The City of Children, located in the outskirts of Budapest, Hungary, is a housing facility for children seeking help from their dysfunctional and poverty-stricken families. New York based photographer Monika Merva, a first generation American of Hungarian descent, has been returning here over the course of seven years to document the everyday life of the children who have made this place their home. Merva’s interest in portraiture, children and her desire to help others through photography, led her to meet with the director of the children’s home. It wasn’t until a year later that she gained permission to photograph there in what would become her series, The City of Children.
Merva tells the bittersweet story of children and teens growing up together, away from their families. Despite this, the children lead normal lives. They commute to the city to attend school. At the end of the day they return home where they are supervised by adults. They have chores and homework, are given an allowance, and have curfews.

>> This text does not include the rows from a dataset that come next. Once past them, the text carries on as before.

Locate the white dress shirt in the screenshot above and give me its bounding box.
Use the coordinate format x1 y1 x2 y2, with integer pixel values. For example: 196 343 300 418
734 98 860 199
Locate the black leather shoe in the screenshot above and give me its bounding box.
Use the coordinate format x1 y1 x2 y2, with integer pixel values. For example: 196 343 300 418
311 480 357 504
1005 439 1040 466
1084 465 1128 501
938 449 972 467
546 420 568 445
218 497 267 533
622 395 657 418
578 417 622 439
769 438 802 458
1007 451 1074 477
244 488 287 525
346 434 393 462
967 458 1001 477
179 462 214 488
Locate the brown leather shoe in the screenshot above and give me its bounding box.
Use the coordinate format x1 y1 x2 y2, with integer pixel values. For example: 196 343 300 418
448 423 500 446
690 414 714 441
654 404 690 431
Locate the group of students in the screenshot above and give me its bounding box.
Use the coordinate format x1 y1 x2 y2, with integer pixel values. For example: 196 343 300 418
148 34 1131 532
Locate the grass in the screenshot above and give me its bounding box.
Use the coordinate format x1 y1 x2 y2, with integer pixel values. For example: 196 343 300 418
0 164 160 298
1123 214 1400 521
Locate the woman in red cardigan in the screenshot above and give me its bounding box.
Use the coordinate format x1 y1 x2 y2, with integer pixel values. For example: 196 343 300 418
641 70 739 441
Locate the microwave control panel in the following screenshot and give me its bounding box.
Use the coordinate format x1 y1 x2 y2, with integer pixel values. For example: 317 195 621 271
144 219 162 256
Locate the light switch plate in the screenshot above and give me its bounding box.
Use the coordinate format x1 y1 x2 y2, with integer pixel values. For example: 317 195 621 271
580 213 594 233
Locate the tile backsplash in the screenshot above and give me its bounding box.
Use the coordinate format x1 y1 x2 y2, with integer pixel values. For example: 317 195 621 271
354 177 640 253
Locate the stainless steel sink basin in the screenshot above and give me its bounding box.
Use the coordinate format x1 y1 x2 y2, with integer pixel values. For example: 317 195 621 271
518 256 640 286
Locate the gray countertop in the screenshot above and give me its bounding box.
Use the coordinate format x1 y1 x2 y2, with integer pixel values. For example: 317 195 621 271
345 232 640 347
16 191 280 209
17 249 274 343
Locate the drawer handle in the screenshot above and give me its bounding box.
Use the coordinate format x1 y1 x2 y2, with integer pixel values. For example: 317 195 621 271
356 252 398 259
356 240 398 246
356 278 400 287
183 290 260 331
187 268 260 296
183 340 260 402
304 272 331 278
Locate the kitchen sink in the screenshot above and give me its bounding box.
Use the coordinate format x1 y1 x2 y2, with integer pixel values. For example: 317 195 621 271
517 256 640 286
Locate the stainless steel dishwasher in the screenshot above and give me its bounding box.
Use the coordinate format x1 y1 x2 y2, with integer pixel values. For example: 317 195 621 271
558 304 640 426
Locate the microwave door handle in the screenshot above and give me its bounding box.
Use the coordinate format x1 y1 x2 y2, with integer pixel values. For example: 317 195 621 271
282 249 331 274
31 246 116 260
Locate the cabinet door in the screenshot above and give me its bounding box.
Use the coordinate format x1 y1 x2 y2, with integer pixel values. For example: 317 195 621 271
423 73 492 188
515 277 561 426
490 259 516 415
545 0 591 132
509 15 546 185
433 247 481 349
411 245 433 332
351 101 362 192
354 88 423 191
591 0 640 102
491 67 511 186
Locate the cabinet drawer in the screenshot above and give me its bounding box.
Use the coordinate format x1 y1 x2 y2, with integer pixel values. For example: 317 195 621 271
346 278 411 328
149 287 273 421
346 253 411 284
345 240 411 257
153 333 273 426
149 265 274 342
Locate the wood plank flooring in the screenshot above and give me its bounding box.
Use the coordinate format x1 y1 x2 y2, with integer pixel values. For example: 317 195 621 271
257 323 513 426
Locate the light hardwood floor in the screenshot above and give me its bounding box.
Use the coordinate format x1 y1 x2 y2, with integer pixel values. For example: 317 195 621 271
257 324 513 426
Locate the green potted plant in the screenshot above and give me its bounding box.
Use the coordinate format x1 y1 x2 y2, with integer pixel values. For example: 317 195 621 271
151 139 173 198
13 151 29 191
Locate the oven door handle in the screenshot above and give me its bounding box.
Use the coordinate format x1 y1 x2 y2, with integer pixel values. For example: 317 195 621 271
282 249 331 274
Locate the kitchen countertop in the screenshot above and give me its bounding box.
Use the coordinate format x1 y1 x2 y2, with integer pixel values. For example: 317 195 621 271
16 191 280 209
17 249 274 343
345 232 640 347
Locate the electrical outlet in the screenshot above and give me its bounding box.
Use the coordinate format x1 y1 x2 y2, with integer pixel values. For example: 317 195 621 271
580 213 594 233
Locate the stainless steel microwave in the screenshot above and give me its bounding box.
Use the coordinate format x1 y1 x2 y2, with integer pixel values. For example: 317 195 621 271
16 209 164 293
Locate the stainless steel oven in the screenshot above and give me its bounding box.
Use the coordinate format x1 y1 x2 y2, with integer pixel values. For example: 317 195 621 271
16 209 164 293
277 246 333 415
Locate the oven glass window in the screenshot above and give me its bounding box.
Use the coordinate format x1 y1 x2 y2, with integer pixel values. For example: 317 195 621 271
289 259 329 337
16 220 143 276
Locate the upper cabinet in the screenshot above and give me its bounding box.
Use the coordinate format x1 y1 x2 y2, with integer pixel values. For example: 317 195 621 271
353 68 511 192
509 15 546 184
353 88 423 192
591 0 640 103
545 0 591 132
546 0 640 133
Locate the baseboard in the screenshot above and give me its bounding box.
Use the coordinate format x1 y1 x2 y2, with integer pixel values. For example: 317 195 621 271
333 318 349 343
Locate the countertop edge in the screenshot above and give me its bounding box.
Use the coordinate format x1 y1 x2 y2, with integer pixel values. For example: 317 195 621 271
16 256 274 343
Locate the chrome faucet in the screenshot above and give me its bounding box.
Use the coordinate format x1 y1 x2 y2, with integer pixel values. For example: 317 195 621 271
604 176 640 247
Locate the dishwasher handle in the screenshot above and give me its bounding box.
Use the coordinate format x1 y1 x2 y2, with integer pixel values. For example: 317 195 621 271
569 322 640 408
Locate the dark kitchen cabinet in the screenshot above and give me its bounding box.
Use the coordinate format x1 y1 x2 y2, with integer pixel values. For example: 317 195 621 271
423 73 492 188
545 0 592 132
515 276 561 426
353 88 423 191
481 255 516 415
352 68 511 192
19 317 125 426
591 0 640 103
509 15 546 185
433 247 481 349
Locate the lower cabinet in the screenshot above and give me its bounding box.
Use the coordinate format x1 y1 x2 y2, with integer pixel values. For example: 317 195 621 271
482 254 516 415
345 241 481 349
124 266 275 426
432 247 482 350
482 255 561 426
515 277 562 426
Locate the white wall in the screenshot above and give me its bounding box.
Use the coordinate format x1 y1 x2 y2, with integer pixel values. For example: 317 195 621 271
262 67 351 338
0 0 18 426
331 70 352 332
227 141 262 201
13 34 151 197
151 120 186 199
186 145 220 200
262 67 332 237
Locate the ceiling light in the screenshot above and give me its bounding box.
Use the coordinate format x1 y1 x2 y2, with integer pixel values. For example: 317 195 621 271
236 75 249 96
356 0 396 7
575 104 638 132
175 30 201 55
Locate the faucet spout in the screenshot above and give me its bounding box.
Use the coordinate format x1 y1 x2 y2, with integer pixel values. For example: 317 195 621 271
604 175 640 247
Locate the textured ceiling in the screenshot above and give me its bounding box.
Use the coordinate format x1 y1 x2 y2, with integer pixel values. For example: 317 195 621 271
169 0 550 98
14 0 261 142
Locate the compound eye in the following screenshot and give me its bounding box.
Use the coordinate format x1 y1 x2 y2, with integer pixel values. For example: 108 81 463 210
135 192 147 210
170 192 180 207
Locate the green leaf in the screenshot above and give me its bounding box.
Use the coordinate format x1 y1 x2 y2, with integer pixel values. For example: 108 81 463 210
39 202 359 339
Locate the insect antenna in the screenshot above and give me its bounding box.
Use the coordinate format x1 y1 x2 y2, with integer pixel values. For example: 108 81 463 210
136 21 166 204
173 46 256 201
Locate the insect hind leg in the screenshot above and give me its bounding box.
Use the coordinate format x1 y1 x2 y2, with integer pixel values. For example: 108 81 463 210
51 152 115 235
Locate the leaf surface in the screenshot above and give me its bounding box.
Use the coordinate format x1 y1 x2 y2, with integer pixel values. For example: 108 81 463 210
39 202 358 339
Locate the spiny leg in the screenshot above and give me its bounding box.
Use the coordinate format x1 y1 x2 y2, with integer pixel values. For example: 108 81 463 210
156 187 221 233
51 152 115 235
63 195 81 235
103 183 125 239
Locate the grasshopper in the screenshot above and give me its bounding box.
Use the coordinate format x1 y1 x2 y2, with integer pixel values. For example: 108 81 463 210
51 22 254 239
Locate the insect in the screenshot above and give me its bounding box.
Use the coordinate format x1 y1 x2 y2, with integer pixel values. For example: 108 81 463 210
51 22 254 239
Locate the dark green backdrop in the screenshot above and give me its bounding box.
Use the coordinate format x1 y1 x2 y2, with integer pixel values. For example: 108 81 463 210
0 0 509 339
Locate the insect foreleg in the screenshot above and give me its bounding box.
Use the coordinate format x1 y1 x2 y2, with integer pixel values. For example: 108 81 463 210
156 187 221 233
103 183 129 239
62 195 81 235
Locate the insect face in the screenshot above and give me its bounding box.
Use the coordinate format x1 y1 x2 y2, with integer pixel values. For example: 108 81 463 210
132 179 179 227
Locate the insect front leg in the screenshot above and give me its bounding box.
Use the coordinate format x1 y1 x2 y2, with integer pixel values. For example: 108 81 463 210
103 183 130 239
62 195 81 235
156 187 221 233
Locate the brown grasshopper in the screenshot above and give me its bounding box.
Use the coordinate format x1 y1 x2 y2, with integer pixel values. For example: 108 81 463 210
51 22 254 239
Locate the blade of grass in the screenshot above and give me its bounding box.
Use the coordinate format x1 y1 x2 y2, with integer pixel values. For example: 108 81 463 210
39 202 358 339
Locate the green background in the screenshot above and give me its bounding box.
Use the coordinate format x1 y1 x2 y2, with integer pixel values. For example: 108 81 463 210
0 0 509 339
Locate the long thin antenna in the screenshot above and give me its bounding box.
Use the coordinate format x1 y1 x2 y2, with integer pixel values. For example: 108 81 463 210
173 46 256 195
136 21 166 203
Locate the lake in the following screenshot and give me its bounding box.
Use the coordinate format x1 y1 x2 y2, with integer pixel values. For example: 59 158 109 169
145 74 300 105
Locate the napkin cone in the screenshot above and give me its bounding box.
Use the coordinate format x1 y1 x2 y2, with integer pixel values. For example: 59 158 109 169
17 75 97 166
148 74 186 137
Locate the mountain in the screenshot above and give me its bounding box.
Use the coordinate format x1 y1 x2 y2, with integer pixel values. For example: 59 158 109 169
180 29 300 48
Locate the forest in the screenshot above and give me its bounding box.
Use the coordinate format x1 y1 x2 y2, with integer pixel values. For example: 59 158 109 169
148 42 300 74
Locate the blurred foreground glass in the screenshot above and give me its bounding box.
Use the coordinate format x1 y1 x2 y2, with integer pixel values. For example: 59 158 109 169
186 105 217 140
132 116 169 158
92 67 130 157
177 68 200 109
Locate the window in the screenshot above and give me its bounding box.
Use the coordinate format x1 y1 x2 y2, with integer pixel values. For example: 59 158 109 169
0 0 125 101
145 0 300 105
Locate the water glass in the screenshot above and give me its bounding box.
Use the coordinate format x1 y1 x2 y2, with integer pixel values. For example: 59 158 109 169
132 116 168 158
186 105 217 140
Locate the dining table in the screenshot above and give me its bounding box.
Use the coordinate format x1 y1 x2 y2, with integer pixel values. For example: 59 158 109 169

Getting through to the children was a challenge, but speaking the language was definitely an asset for Merva. On her first day, Merva was handed to an older girl who introduced her to the community of children. Half way through her visit, Merva was given the nod to stay on, and has been returning for seven years, able to see the children grow and evolve and eventually move on.
According to Merva, at first glance, you might see the subjects of these portraits as distinctly different from yourself. Look deeper and you begin to see the commonality of our life experiences. The connection may be the memory of teen-age angst, a feeling of isolation, or the joy of laughing with a great friend.